How do you blog, asks Frank Paynter, a huggy bear of a blogger I met at Harvard’s first BloggerCon.
Late at night, usually after midnight, when my almost ninety-year old mother is asleep and I’ve unwound by watching some mindless tv program I’ve taped, then I read my email, trash my spam, check out my son’s new blog. And the NY Times, The Progressive Review, Truthout. And then, maybe, I blog.
But first I turn on the full-spectrum light on the wall near my computer. It’s a blank wall that I face, a white wall with no windows. My big, flat-screened monitor is my window, and the light feeds my illusion of an open space. I sit in my chair, wheel back and forth to loosen my thoughts. It doesn’t always work; I seldom have much energy left for thinking. I wheel back and forth, get up to feed the cat, get a drink of water.
I sit and wheel and watch the screen without the full coffee cup that sustains most bloggers. I don’t drink coffee. I drink tea. But not when I’m blogging
I used to read other weblogs before I posted on my own so that I could join “conversations.” I don’t do that much any more because I don’t have the time and energy to fully participate. I used to leave lots of comments on others’ blogs. I don’t do that very often now either. I liked it when my blogging universe was small and manageable. There’s just so many bloggers out there now, so much, so many. It all overwhelms me.
So, instead, I just sit and blog what I think, what I think about. I blog for me on my own weblog.. I blog to continue putting out connections to family and friends I no longer see much of. I blog for whoever finds me for whatever reason.
I post right into the Moveable Type template that my son set up for me. If it were any more complicated, I wouldn’t bother; but MT and b!X makes it a cinch. I type while I think, without first doing a draft. I try to proofread, but at 1 a.m. or such, I usually miss all kinds of typos. So the next morning, before my mother gets up and needs to be fed, reassured, reminded, recreated, I go in and find and fix them.
And then I go in and trash my comment spam, of which there is a constant flow. Just one more way the blogging universe has become so overwhelming.

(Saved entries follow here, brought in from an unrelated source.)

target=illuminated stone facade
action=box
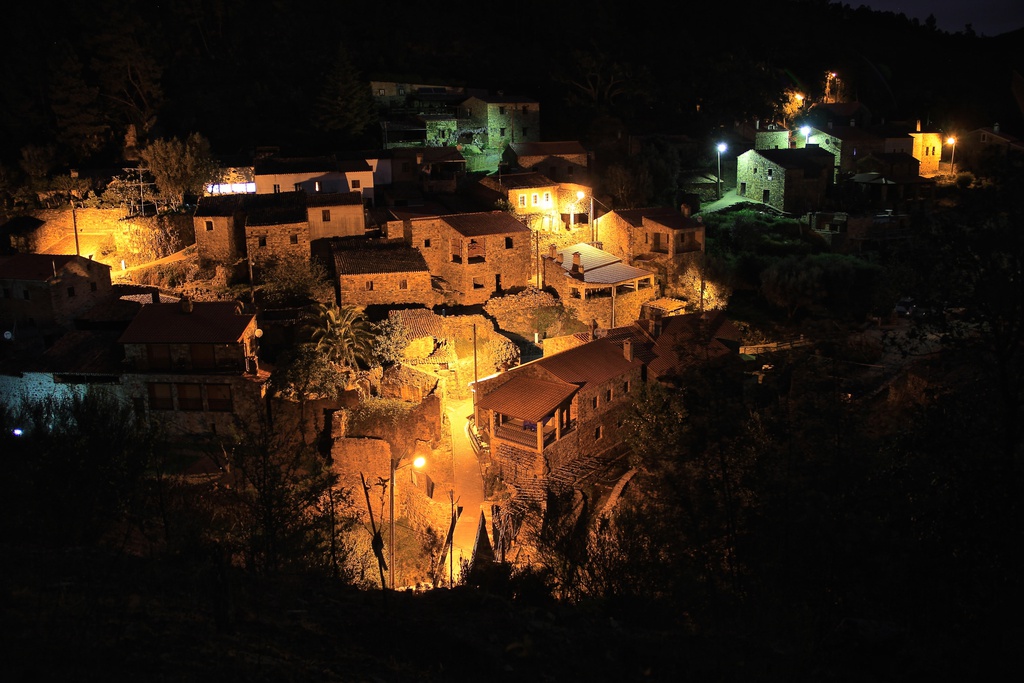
[736,147,834,213]
[462,95,540,151]
[0,253,113,331]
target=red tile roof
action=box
[475,376,578,422]
[118,301,254,344]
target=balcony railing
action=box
[494,418,575,450]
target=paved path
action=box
[445,396,485,585]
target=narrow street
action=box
[445,395,485,585]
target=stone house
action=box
[462,94,540,150]
[389,147,468,193]
[254,156,374,204]
[806,123,886,178]
[404,212,532,306]
[0,253,113,333]
[473,337,643,487]
[594,206,705,295]
[334,243,437,308]
[851,152,935,209]
[959,123,1024,169]
[117,299,268,435]
[194,194,246,265]
[504,141,590,183]
[753,122,791,150]
[477,172,560,230]
[542,242,658,329]
[243,191,311,267]
[736,147,835,213]
[306,191,365,240]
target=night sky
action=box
[847,0,1024,36]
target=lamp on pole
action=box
[716,143,727,199]
[801,125,812,148]
[389,454,426,590]
[946,136,957,176]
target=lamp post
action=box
[716,143,727,200]
[389,454,426,590]
[946,136,957,176]
[801,125,812,148]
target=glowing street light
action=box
[570,190,586,230]
[389,454,426,589]
[716,142,727,199]
[946,136,957,176]
[801,125,813,148]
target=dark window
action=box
[191,344,216,370]
[472,277,485,289]
[207,385,233,412]
[423,239,431,248]
[322,209,331,222]
[567,166,573,176]
[205,220,214,231]
[147,383,173,410]
[147,344,172,370]
[176,383,203,411]
[289,234,299,245]
[605,389,612,402]
[257,236,267,247]
[500,128,506,137]
[522,127,529,138]
[273,184,280,193]
[591,396,598,409]
[594,426,603,440]
[67,287,75,298]
[505,237,513,249]
[623,380,630,394]
[294,183,302,192]
[366,280,374,291]
[399,279,408,290]
[351,179,361,189]
[90,282,97,292]
[499,106,506,115]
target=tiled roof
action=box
[334,245,429,275]
[610,207,702,230]
[194,194,244,217]
[475,375,578,422]
[118,301,254,344]
[481,172,556,190]
[441,212,531,237]
[305,191,363,207]
[0,253,107,281]
[254,156,340,175]
[536,338,641,386]
[243,191,308,226]
[389,308,447,339]
[510,141,587,156]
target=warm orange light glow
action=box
[946,137,956,145]
[413,456,426,469]
[576,190,586,200]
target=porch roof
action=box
[475,376,577,422]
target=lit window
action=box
[518,195,526,208]
[543,192,550,205]
[314,181,321,192]
[377,89,385,96]
[322,209,331,222]
[532,193,539,206]
[205,220,214,231]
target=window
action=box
[500,127,506,137]
[207,385,233,412]
[505,237,513,249]
[366,280,374,291]
[522,105,530,114]
[594,426,603,440]
[518,194,526,208]
[205,220,214,232]
[289,234,299,245]
[273,184,280,193]
[605,388,612,402]
[176,383,203,411]
[191,344,215,370]
[591,396,598,409]
[424,238,431,248]
[623,380,630,394]
[147,344,172,370]
[472,277,485,289]
[767,168,773,180]
[322,209,331,222]
[147,383,173,411]
[522,127,529,138]
[543,191,550,205]
[753,166,758,174]
[257,236,267,247]
[532,193,539,206]
[402,162,411,173]
[499,106,506,115]
[294,183,302,192]
[399,279,408,290]
[314,181,321,192]
[397,87,405,95]
[351,179,361,189]
[377,88,385,96]
[566,166,573,176]
[67,286,75,298]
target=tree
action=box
[370,315,410,368]
[259,253,334,307]
[315,45,376,139]
[301,302,373,371]
[48,49,110,163]
[139,133,217,209]
[760,254,824,320]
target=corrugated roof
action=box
[118,301,253,344]
[475,376,578,422]
[551,243,653,284]
[441,212,531,237]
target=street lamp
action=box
[801,125,812,148]
[389,454,426,589]
[946,136,957,176]
[716,142,727,199]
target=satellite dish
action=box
[3,331,12,341]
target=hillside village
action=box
[2,4,1024,675]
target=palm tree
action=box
[301,302,373,371]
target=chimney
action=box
[681,203,691,218]
[555,252,564,264]
[623,339,634,362]
[549,244,557,258]
[571,252,583,273]
[916,119,921,132]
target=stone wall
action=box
[246,222,311,265]
[339,270,437,308]
[195,214,243,264]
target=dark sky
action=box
[841,0,1024,36]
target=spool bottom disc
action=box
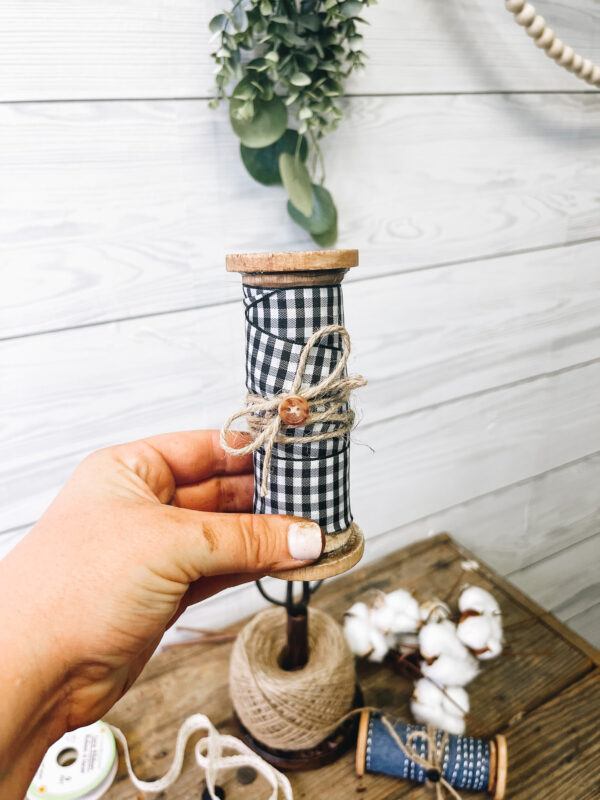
[27,721,117,800]
[271,522,364,581]
[234,685,363,771]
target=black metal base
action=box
[234,686,363,772]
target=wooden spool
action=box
[226,249,364,581]
[355,710,508,800]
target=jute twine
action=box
[220,324,366,497]
[230,607,356,750]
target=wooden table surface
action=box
[105,534,600,800]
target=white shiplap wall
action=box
[1,1,599,646]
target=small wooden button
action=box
[278,395,310,426]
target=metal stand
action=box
[234,579,362,770]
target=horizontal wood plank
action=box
[2,268,600,541]
[0,1,598,102]
[365,453,600,577]
[507,533,600,622]
[2,93,599,337]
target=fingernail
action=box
[287,521,324,561]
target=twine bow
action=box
[220,324,366,497]
[381,718,464,800]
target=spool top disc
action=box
[226,249,358,274]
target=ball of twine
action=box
[230,606,356,750]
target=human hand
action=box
[0,430,323,797]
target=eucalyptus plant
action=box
[209,0,375,245]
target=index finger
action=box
[143,429,254,485]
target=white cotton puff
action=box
[419,619,469,660]
[413,679,469,718]
[343,614,373,657]
[477,636,503,660]
[459,585,500,616]
[420,652,480,687]
[369,603,396,634]
[385,589,421,629]
[371,589,421,634]
[419,599,451,624]
[347,601,370,620]
[367,626,394,663]
[410,699,466,735]
[344,607,394,661]
[413,676,445,707]
[442,685,470,716]
[457,613,494,651]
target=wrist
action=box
[0,548,70,798]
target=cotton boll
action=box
[421,652,480,687]
[410,699,466,735]
[419,619,470,661]
[457,613,494,651]
[459,586,500,616]
[441,685,470,716]
[386,589,421,631]
[368,626,394,663]
[413,677,445,708]
[346,601,370,621]
[370,603,396,634]
[343,614,373,657]
[477,637,503,660]
[490,614,503,640]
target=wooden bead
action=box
[558,45,574,67]
[548,38,564,59]
[580,59,594,80]
[526,15,545,38]
[569,53,583,74]
[535,27,554,49]
[278,395,310,427]
[515,2,536,26]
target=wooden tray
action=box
[105,534,600,799]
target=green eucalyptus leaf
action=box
[287,184,336,235]
[209,13,228,33]
[230,95,287,147]
[338,1,363,17]
[301,14,321,31]
[279,152,313,216]
[311,217,338,247]
[290,71,311,87]
[240,129,308,185]
[232,4,247,30]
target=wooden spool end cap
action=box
[491,734,508,800]
[226,249,358,274]
[355,710,371,777]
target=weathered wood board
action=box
[104,534,599,799]
[0,0,598,101]
[2,94,599,337]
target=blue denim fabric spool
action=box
[355,711,507,799]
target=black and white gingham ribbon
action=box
[243,285,353,534]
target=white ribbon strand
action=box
[109,714,293,800]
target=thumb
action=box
[162,507,325,578]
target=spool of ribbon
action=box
[355,711,507,800]
[223,250,366,581]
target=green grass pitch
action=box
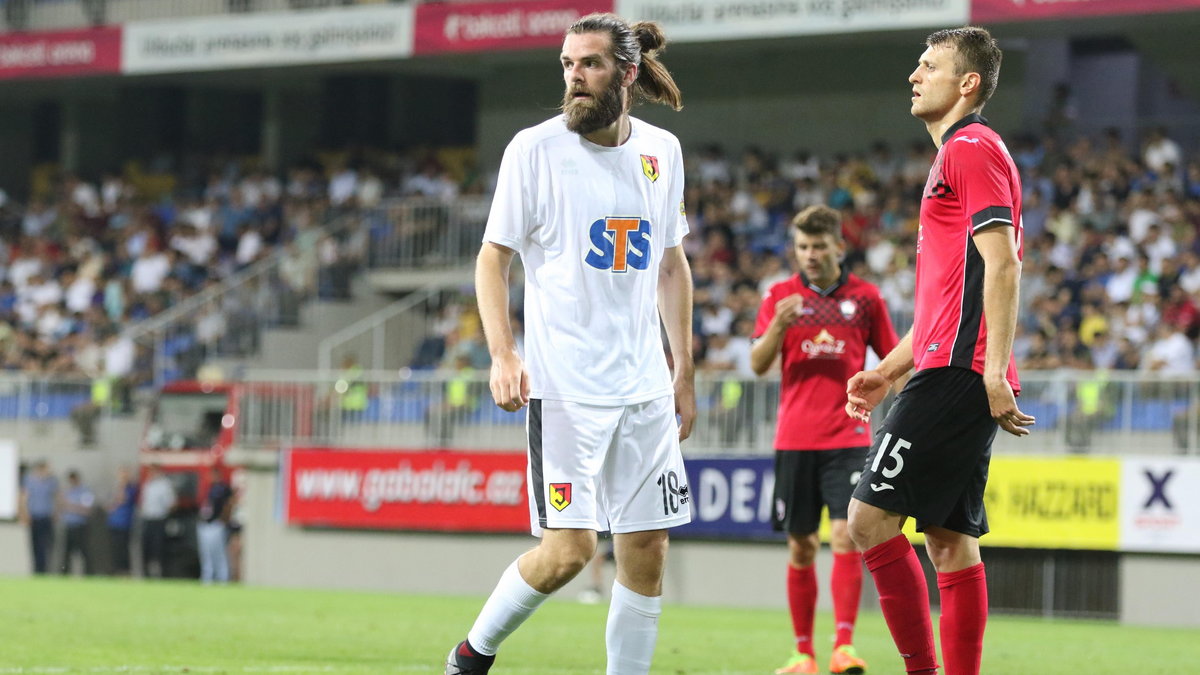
[1,575,1196,673]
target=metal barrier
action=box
[2,0,392,32]
[233,369,1200,456]
[316,285,457,373]
[0,374,104,424]
[365,196,491,270]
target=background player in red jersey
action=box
[752,205,899,675]
[844,27,1035,675]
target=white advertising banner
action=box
[0,440,17,520]
[616,0,969,42]
[123,5,414,74]
[1119,457,1200,553]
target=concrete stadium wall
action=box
[3,447,1199,628]
[476,35,1027,165]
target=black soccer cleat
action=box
[445,640,496,674]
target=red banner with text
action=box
[284,448,529,532]
[0,26,122,80]
[414,0,612,55]
[973,0,1200,23]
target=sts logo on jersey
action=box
[585,217,652,273]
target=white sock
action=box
[466,559,550,656]
[605,581,662,675]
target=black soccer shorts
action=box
[851,366,998,538]
[772,446,869,536]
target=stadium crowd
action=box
[3,125,1199,391]
[0,149,469,387]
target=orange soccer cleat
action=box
[774,652,819,674]
[828,644,867,674]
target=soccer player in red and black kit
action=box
[752,205,899,675]
[844,27,1035,675]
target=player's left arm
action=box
[658,244,696,441]
[974,225,1035,436]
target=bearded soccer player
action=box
[444,13,695,675]
[844,27,1034,675]
[751,205,898,675]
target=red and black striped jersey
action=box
[914,113,1023,394]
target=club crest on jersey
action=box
[585,216,652,273]
[640,154,660,182]
[549,483,572,511]
[839,299,857,319]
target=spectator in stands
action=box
[19,460,59,575]
[198,466,233,584]
[107,466,138,577]
[139,465,175,578]
[61,470,96,575]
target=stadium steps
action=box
[203,277,395,377]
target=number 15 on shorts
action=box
[869,432,910,492]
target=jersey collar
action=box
[940,112,989,146]
[798,269,848,297]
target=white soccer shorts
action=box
[526,395,692,536]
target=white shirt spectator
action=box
[1180,263,1200,295]
[139,475,176,520]
[25,278,63,308]
[1127,204,1159,243]
[71,179,102,218]
[195,308,227,346]
[7,255,41,289]
[1106,234,1137,264]
[1144,135,1182,175]
[21,204,56,238]
[1143,329,1194,373]
[328,168,358,206]
[357,172,384,208]
[104,336,135,378]
[35,306,65,340]
[131,251,170,294]
[183,203,214,232]
[235,229,264,266]
[1142,228,1177,275]
[699,304,734,337]
[171,229,217,266]
[65,277,95,314]
[1105,260,1137,303]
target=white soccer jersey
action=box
[483,116,689,406]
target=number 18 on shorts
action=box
[526,396,692,536]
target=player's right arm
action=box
[750,294,804,375]
[476,242,529,412]
[846,330,914,422]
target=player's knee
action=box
[788,534,819,567]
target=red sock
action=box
[863,535,938,674]
[786,564,817,656]
[831,551,863,648]
[938,563,987,675]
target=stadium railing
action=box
[0,373,101,424]
[1,0,392,33]
[363,196,491,270]
[231,369,1200,456]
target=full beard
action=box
[562,75,625,136]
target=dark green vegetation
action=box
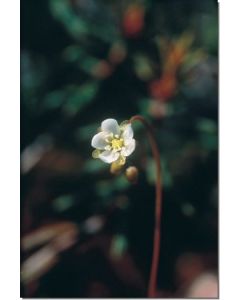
[21,0,218,297]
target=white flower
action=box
[91,118,136,165]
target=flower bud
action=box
[110,159,125,175]
[125,166,139,183]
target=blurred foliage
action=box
[21,0,218,297]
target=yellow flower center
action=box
[111,138,124,150]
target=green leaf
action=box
[52,195,74,212]
[133,54,154,81]
[146,157,172,187]
[49,0,119,43]
[64,82,99,115]
[196,118,217,134]
[62,46,86,63]
[82,159,108,173]
[75,123,99,141]
[43,90,67,109]
[110,234,128,259]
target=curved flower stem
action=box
[130,115,162,298]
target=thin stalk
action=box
[130,115,162,298]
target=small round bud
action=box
[92,149,100,159]
[125,166,139,183]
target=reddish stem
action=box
[130,115,162,298]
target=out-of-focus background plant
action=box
[21,0,218,297]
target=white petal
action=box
[122,124,134,142]
[121,139,136,157]
[91,132,108,149]
[101,119,120,135]
[99,150,120,163]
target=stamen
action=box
[111,138,124,151]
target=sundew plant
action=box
[91,116,162,297]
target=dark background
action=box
[21,0,218,297]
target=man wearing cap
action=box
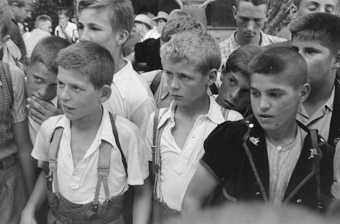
[134,14,160,41]
[6,0,35,61]
[153,11,169,34]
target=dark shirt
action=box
[8,19,26,60]
[134,38,162,72]
[201,116,334,210]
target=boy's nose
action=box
[79,29,90,42]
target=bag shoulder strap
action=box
[150,70,163,95]
[310,129,323,211]
[1,61,13,108]
[109,112,128,176]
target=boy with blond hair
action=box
[145,29,242,224]
[21,41,151,224]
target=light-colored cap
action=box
[134,14,153,29]
[152,11,169,22]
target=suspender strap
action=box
[109,113,127,176]
[49,127,64,197]
[152,109,160,172]
[310,129,323,211]
[152,108,169,201]
[94,141,112,205]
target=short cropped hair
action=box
[78,0,134,33]
[35,14,52,28]
[57,41,114,89]
[168,9,191,21]
[290,13,340,55]
[58,9,71,18]
[0,0,12,38]
[249,47,307,90]
[160,30,221,76]
[223,44,263,78]
[235,0,268,8]
[30,36,71,74]
[161,17,206,43]
[7,0,26,8]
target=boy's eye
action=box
[307,4,317,11]
[305,48,317,56]
[34,76,42,83]
[164,71,172,77]
[269,92,281,98]
[326,6,335,13]
[72,86,82,92]
[251,91,260,97]
[228,78,236,86]
[57,81,64,87]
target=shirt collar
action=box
[55,107,116,148]
[157,96,225,128]
[232,31,264,46]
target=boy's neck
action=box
[176,94,210,119]
[264,119,298,147]
[71,105,103,132]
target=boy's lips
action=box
[61,104,73,110]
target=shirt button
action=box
[277,146,282,151]
[297,199,302,203]
[272,175,277,181]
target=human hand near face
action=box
[59,20,68,31]
[27,96,63,125]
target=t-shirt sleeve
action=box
[144,111,155,162]
[31,117,59,162]
[10,66,27,123]
[125,127,149,185]
[331,143,340,199]
[201,120,246,181]
[134,39,154,63]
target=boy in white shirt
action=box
[145,29,243,224]
[21,41,151,224]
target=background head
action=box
[290,12,340,56]
[290,0,338,18]
[248,47,310,131]
[160,29,221,77]
[35,14,52,33]
[168,9,191,21]
[153,11,169,33]
[78,0,134,34]
[134,14,152,36]
[26,36,71,101]
[217,44,263,112]
[233,0,269,43]
[0,0,12,45]
[8,0,34,23]
[161,17,205,44]
[58,9,70,24]
[57,41,114,90]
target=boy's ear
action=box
[266,9,272,19]
[99,84,112,104]
[332,51,340,69]
[290,4,298,19]
[115,30,129,46]
[232,6,237,19]
[299,83,311,103]
[207,69,217,86]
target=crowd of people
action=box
[1,0,340,224]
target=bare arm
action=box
[20,170,48,224]
[132,176,152,224]
[13,119,36,194]
[27,96,63,125]
[182,163,219,218]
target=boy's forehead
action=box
[250,73,295,90]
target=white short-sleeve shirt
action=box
[144,97,242,211]
[32,107,149,204]
[103,60,156,136]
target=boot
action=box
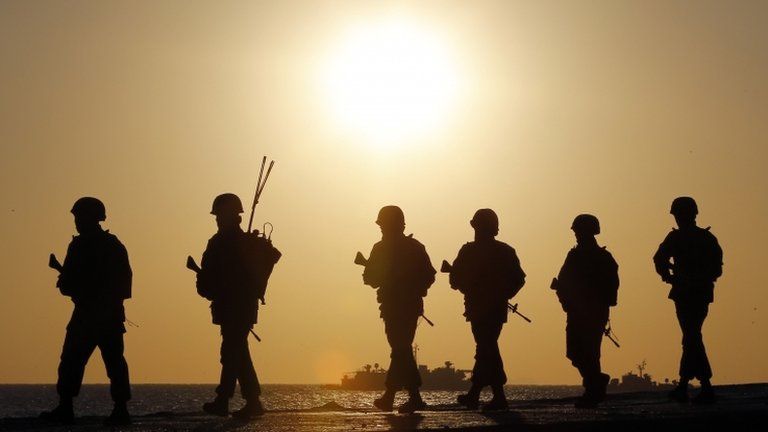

How do I blog, Frank Paynter asks. I blog wearily and wishfully. I blog isolated and interested and intentioned.
I blog the way I live.
Found that account most interesting. When reading a blog I often try to imagine the blogger and the circumstances under which they produce their posts. Mine, also, are usually published at around midnight. For me, blogging doesn’t feel quite so frivolous if it’s done in time subtracted from my sleeping quota.